The decision of Kerala High Court in the case of CIT vs. V.T. Joseph (supra) relied upon by the learned counsel for the Revenue is rendered on 26th Sept., 1996. While the decision of Kerala High Court in the case of CIT vs. A.V. Thomas & Co. Ltd. (1997) 142 CTR (Ker) 364 : (1997) 225 ITR 29 (Ker) : TC S25.2572 has been rendered on 10th Jan., 1997. The view expressed by the Kerala High Court in the latter decision in the case of A.V. Thomas (supra) commends itself to us. Moreover, the decision of Bombay High Court in the case of CIT vs. Shirke Construction Equipments Ltd. (2000) 163 CTR (Bom) 580 : (2000) 246 ITR 429 (Bom) has already taken into consideration both the aforesaid decisions of Kerala High Court and the Bombay High Court has dissented respectfully from the earlier view of Kerala High Court in the case of V.T. Joseph (supra) and agreed with the decision in the case of A.V. Thomas & Co. Ltd. (supra). The Bombay High Court has specifically held that s. 80AB does not control s. 80HHC and that s. 80HHC is a complete code by itself. We are, therefore, in respectful agreement with the view expressed by the Bombay High Court in the case of Shirke Construction Equipments Ltd. (supra).

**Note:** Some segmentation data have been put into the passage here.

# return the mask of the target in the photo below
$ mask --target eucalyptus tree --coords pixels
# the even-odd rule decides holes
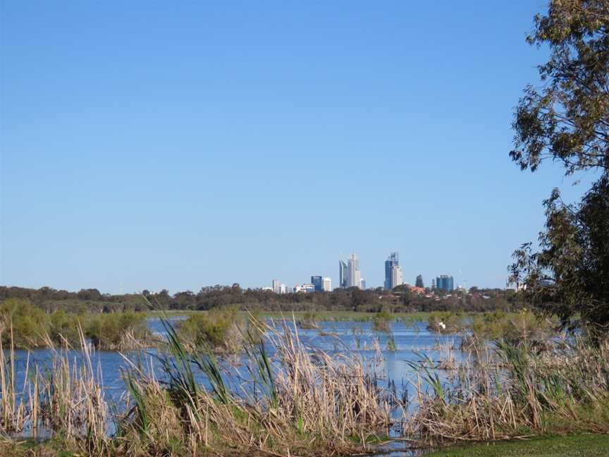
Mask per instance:
[[[515,252],[511,280],[563,326],[598,336],[609,330],[609,0],[553,0],[534,20],[527,40],[550,56],[516,108],[510,156],[523,170],[551,160],[600,177],[575,204],[553,190],[539,250]]]

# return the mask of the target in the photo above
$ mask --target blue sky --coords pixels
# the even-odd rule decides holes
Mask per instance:
[[[336,284],[355,251],[377,286],[398,250],[501,287],[584,190],[508,155],[545,1],[2,8],[2,284]]]

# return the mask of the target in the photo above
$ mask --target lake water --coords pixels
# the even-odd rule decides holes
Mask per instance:
[[[183,318],[173,316],[171,319],[176,322]],[[291,322],[288,324],[293,329],[293,324]],[[400,396],[406,398],[414,393],[417,377],[409,362],[425,360],[428,364],[435,365],[450,356],[460,357],[460,353],[457,350],[460,343],[458,336],[443,336],[430,332],[426,328],[427,323],[424,322],[408,324],[401,322],[393,322],[390,332],[376,331],[373,323],[369,322],[338,321],[318,324],[318,329],[297,329],[299,337],[311,347],[328,353],[353,351],[359,353],[364,360],[371,362],[374,360],[374,370],[379,384],[395,389]],[[276,324],[281,327],[276,321]],[[165,329],[158,317],[149,318],[148,326],[160,336],[165,334]],[[155,349],[150,349],[127,353],[125,356],[136,362],[145,359],[151,363],[152,360],[154,365],[155,353]],[[39,370],[49,367],[53,355],[53,351],[47,349],[16,351],[17,384],[23,385],[28,365],[31,369],[37,365]],[[77,362],[82,360],[82,355],[78,351],[69,351],[68,355]],[[118,401],[125,392],[121,372],[128,368],[128,363],[123,355],[115,351],[95,351],[92,360],[94,367],[99,369],[106,398],[113,401]],[[248,374],[244,372],[247,370],[240,371],[239,365],[238,358],[236,363],[233,361],[233,372],[247,378]],[[449,382],[443,371],[438,372],[441,379]],[[204,379],[199,380],[206,384]],[[229,378],[226,381],[230,385],[233,379]],[[398,457],[414,454],[406,450],[404,444],[395,441],[387,445],[385,452],[379,455]]]

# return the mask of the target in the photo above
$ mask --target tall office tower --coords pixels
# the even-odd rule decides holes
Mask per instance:
[[[404,278],[402,274],[402,267],[400,265],[393,265],[391,267],[391,288],[403,284]]]
[[[396,286],[401,284],[402,282],[401,276],[400,255],[398,252],[391,252],[385,261],[385,288],[390,291]]]
[[[441,291],[452,292],[455,289],[455,279],[448,274],[441,274],[436,278],[436,287]]]
[[[390,291],[403,283],[400,255],[398,252],[391,252],[385,261],[385,288]]]
[[[324,290],[324,279],[321,276],[311,276],[311,284],[316,292],[321,292]]]
[[[324,278],[321,280],[321,289],[324,292],[331,292],[332,291],[332,279],[331,278]]]
[[[348,274],[347,274],[347,262],[344,260],[338,261],[338,287],[348,287],[347,284],[349,284],[348,280]]]
[[[347,287],[360,287],[361,279],[359,261],[355,257],[355,254],[352,254],[347,260]]]

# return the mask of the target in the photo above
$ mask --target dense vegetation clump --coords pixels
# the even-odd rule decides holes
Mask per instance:
[[[598,339],[609,330],[609,1],[554,0],[529,41],[549,47],[550,59],[541,87],[520,99],[510,156],[522,169],[550,159],[598,179],[577,204],[554,189],[540,250],[515,251],[512,281],[524,300]]]
[[[45,312],[28,300],[11,298],[0,303],[0,338],[6,346],[35,348],[77,345],[80,332],[100,349],[145,344],[150,337],[146,316],[133,312],[85,314],[59,310]]]

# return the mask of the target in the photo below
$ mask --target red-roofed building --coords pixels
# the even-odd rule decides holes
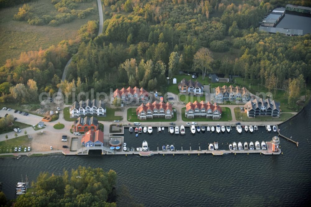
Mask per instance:
[[[104,132],[100,130],[90,130],[82,137],[82,145],[86,147],[102,147],[104,144]]]
[[[221,109],[216,103],[212,104],[209,101],[204,103],[202,101],[199,103],[196,101],[193,103],[189,102],[186,105],[185,116],[188,118],[205,117],[219,119],[221,117]]]
[[[165,103],[163,101],[157,103],[155,101],[145,104],[142,104],[136,109],[136,115],[141,120],[154,117],[165,117],[165,119],[171,119],[174,116],[172,108],[172,104],[169,103]]]
[[[133,88],[130,86],[125,89],[123,88],[121,90],[117,89],[114,92],[112,101],[116,98],[120,98],[125,103],[135,102],[137,103],[146,103],[149,99],[149,93],[142,87],[139,88],[135,86]]]

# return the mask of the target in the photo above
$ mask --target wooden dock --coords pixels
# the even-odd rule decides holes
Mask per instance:
[[[297,145],[297,147],[298,147],[298,141],[296,142],[295,141],[294,141],[294,140],[293,140],[291,139],[290,139],[290,138],[288,138],[287,137],[286,137],[284,135],[282,135],[280,133],[280,130],[279,129],[279,126],[278,126],[277,125],[276,126],[276,131],[277,132],[277,133],[278,133],[278,134],[279,135],[279,136],[280,136],[281,137],[283,137],[283,138],[284,138],[284,139],[285,139],[286,140],[288,140],[288,141],[290,141],[292,142],[294,142],[294,143],[295,143],[295,144],[296,144],[296,145]],[[290,138],[291,138],[291,136],[290,137]]]

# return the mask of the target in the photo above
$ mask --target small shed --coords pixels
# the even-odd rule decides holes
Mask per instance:
[[[177,79],[174,78],[173,78],[173,84],[175,84],[177,83]]]
[[[38,123],[38,127],[41,128],[44,125],[44,123],[43,122],[40,122]]]

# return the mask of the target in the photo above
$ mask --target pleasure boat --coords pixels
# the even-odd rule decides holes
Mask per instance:
[[[243,150],[243,145],[242,145],[242,143],[241,142],[239,142],[238,143],[238,149],[239,150]]]
[[[142,150],[144,151],[148,151],[148,143],[146,140],[142,142]]]
[[[214,150],[214,146],[211,143],[208,145],[208,150]]]
[[[253,132],[254,131],[254,128],[251,125],[249,125],[249,132]]]
[[[200,128],[200,126],[198,126],[197,127],[197,131],[198,132],[200,132],[200,131],[201,130],[201,128]]]
[[[237,126],[236,130],[238,130],[238,132],[240,134],[242,133],[242,127],[241,127],[240,125],[238,125]]]
[[[169,127],[169,133],[171,134],[174,133],[174,127],[173,126]]]
[[[260,144],[259,143],[259,142],[256,141],[255,142],[255,146],[256,149],[257,150],[260,149]]]
[[[179,134],[179,127],[178,126],[175,126],[175,134]]]
[[[214,142],[214,148],[215,150],[218,150],[218,142]]]
[[[216,126],[216,131],[217,132],[217,133],[220,132],[220,126],[219,125],[217,125]]]
[[[191,133],[193,134],[195,134],[195,126],[194,125],[192,125],[191,127]]]
[[[152,127],[151,126],[148,126],[148,133],[151,134],[152,133]]]
[[[226,131],[226,127],[225,126],[221,126],[221,132],[224,132]]]
[[[254,143],[253,142],[249,142],[249,150],[254,150]]]
[[[247,144],[247,142],[244,142],[244,150],[248,150],[248,145]]]
[[[185,134],[185,127],[183,125],[180,126],[180,134]]]
[[[230,130],[231,130],[231,127],[230,127],[230,126],[227,126],[226,127],[226,129],[227,129],[227,132],[229,133],[230,132]]]
[[[263,150],[267,149],[267,145],[264,141],[261,142],[261,149]]]

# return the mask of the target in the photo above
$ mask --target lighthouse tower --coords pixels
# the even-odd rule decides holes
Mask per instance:
[[[280,144],[280,138],[276,136],[272,137],[272,151],[277,152],[279,151],[279,144]]]

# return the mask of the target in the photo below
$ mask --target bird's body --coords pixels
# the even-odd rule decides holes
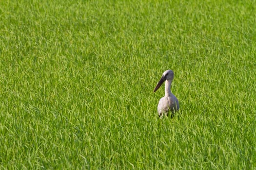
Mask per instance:
[[[168,70],[164,71],[154,90],[154,92],[157,91],[163,83],[165,81],[165,95],[160,99],[158,105],[158,112],[160,117],[165,114],[168,115],[169,112],[172,113],[171,116],[172,116],[174,112],[179,109],[178,101],[176,97],[171,91],[171,86],[173,77],[173,71]]]

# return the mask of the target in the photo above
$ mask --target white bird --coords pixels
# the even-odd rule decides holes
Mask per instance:
[[[174,73],[172,70],[167,70],[163,73],[161,79],[155,88],[156,92],[165,81],[165,95],[159,101],[158,105],[158,112],[159,117],[161,118],[164,114],[168,116],[169,112],[171,112],[171,116],[179,109],[178,101],[176,97],[171,91],[171,85],[173,79]]]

Mr. Shah in support of his contention referred to Supreme Court decision in the case of CIT vs. Strawboard Manufacturing Co. Ltd. (1989) 77 CTR (SC) 75 : (1989) 177 ITR 431 (SC) : TC 25R.365 to contend that while interpreting relief giving provision liberal interpretation should be adopted and the provision must be so read as to effectuate the intention of granting relief instead of curtailing the same. Mr. Shah also pressed into service Supreme Court decision in the case of Mysore Minerals Ltd. vs. CIT (1999) 156 CTR (SC) 1 : (1999) 239 ITR 775 (SC), in support of his submission that where two interpretations were possible an interpretation in favour of the assessee should be adopted. While arriving at the aforesaid decision we have borne in mind the principles stated by the apex Court in the aforesaid decisions.

In view of the aforesaid discussion we hold that the Tribunal had rightly held that the assessee was entitled to deduction under s. 80HHC of the Act on the facts and in the circumstances of the case. Question No. 5 is therefore answered in the affirmative i.e., in favour of the assessee and against the Revenue.

The Reference stands disposed of accordingly with no order as to costs.